Pas moins de 33 candidats sont en lice pour le premier tour de l'élection présidentielle au Bénin, qui se déroule ce dimanche, mais, pour le spécialiste de l'Afrique Philippe Hugon, "tout va se jouer entre quelques hommes", parmi lesquels l'actuel Premier ministre Lionel Zinsou : "Celui qui est peut-être le favori est Lionel Zinsou, actuel Premier ministre, qui est un homme de très grand envergure, un économiste et financier."

Une partie de ses adversaires reproche cependant au candidat d'être parachuté : "Il est né en France, est une ancienne plume de Laurent Fabius, une partie de l'opposition lui reproche de ne pas connaitre le pays. Lionel Zinsou, comme il le dit, était noir quand il était en France et quand il est au Bénin, on considère qu'il est blanc. Il a fait carrière essentiellement hors du Bénin, même s'il était conseiller de Thomas Boni Yayi [le président actuel], et Premier ministre quand même depuis un an. Ce que l'on peut dire, c'est que Lionel Zinsou bénéficie d'une très bomme image internationale qui permettrait au Bénin d'avoir beaucoup d'appuis et d'investissements extérieurs."

"Il fait partie des candidats qui ont des chances. Il y a également Abdoulaye Bio Tchané, ou Pascal Iréné, qui sont d'anciens responsables de grandes banques internationales, donc c'est un jeu ouvert" analyse le directeur de recherche à l'Institut de relations internationales et stratégiques (IRIS).

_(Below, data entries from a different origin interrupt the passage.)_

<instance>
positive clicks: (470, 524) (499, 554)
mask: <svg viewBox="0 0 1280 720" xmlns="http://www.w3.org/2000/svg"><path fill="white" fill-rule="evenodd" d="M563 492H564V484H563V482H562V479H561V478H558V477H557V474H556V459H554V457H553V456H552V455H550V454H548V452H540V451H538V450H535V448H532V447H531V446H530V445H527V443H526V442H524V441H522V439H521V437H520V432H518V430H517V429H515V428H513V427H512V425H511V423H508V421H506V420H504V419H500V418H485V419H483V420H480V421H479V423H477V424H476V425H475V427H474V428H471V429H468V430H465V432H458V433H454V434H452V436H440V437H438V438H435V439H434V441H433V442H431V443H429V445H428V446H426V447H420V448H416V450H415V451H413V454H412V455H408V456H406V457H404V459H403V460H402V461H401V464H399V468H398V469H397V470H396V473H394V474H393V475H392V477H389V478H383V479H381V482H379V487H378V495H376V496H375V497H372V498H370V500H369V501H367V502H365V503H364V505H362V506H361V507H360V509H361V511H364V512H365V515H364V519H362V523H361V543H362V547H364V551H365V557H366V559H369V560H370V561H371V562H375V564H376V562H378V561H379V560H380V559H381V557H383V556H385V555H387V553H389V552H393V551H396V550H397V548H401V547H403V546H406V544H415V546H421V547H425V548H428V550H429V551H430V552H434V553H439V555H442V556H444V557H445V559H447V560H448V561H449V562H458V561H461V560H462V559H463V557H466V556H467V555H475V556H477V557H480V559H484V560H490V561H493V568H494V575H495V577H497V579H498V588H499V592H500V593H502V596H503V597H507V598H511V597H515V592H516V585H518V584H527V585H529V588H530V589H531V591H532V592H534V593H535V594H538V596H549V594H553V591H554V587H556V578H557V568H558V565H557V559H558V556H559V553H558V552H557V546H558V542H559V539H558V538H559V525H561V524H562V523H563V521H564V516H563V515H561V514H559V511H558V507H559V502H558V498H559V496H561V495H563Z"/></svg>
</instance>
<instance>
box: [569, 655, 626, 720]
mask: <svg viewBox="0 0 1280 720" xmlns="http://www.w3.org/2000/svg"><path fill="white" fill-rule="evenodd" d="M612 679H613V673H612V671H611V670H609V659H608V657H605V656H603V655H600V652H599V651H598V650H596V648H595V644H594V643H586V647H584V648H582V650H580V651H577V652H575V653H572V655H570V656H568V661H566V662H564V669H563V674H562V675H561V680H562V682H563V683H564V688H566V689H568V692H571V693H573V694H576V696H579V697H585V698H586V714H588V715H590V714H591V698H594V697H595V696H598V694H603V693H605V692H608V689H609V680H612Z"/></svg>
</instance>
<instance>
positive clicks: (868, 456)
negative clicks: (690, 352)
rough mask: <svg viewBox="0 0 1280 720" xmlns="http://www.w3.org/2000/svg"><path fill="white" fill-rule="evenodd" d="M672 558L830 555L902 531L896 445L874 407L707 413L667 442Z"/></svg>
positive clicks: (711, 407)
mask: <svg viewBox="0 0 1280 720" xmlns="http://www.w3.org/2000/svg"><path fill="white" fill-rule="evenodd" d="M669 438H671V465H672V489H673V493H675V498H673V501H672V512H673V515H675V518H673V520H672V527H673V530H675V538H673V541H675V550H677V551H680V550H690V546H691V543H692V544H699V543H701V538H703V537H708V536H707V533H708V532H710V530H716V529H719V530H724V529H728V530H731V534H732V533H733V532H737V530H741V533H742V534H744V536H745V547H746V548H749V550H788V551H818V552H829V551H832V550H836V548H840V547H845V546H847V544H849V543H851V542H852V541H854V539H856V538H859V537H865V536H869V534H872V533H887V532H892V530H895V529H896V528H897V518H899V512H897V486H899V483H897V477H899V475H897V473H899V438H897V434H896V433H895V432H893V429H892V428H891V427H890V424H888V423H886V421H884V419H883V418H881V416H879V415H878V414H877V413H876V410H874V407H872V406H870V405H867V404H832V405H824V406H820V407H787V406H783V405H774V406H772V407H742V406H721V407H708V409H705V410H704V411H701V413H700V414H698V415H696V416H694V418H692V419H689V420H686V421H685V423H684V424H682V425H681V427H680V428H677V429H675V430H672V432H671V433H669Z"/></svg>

Le Bénin compte actuellement deux-cents partis. "On sait que, depuis plus de vingt ans, c'est un pays qui est sur le chemin de la démocratie : on a le fait que le président Boni Yayi, qui a fait deux mandats, n'a pas fait de coup d'Etat constitutionnel pour viser une nouvelle candidature. Le multipartisme est une bonne chose pour la démocratie, mais trop de partis conduit à disséminer les voix et au fait qu'il n'y a pas, en réalité, d'enjeu sur les programmes. Ceci étant, il vaut mieux trop que pas du tout, le parti unique a aussi beaucoup de défauts" analyse Philippe Hugon.